Джаснах ничего не сказала в ответ, и Шаллан занервничала.
— Письмо? — наконец спросила Джаснах.
— Я знаю старшие, младшие и самые ходовые глифы и могу нарисовать их каллиграфически.
— Как и большинство детей.
— Те, кто знает меня, считают нарисованные мной охранные глифы достаточно выразительными.
— Охранные глифы? — сказала Джаснах. — Я-то думала, что ты хочешь стать ученым, а не распространителем суеверной чепухи.
— Я с детства веду дневник, — продолжала Шаллан, — для того чтобы практиковаться в умении писать.
— Поздравляю, — сказала Джаснах. — Если мне понадобится состряпать отчет о фаршированном пони или описать интересный булыжник, я пошлю за тобой. Можешь чем-то подтвердить свои слова?
Шаллан покраснела.
— При всем уважении, Ваша Светлость, вы получили от меня письмо, и оно было настолько убедительно, что вы решили встретиться со мной.
— Верно, — кивнула Джаснах. — Тебе, очевидно, понадобилось много времени, чтобы написать его.
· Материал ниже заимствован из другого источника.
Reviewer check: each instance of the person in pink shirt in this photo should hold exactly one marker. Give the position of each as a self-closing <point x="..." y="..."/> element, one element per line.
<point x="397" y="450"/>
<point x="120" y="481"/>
Как у тебя с логикой и связанными искусствами?
— Я изучила начала математики, — сказала Шаллан, все еще взволнованная, — и часто помогала отцу с подсчетами. Я прочитала полные труды Тормаса, Нашана, Ниали Справедливого и, конечно, Нохадона.
— А Пласини?
Кого? — Нет.
— Габратин, Юстара, Маналин, Сиасикк, Шаука-дочь-Хашвета?
Шаллан съежилась и покачала головой. Последнее имя, очевидно, синское. Неужели в Синоваре есть мастера-логики? Неужели Джаснах действительно ожидает, что ее подопечная изучила эти темные тексты?
— Да, поняла, — сказала Джаснах. — Что с историей?
История. Шаллан сжалась еще больше.
— Это... это как раз та область, Ваша Светлость, где мои познания недостаточны. Отец не смог найти для меня подходящего учителя. Я прочитала все исторические книги, которые у него были...
— Какие?
— "Темы" Барлеши Лана главным образом.
Джаснах пренебрежительно махнула свободной рукой.
— Пустая трата времени. В лучшем случае поверхностный обзор исторических событий.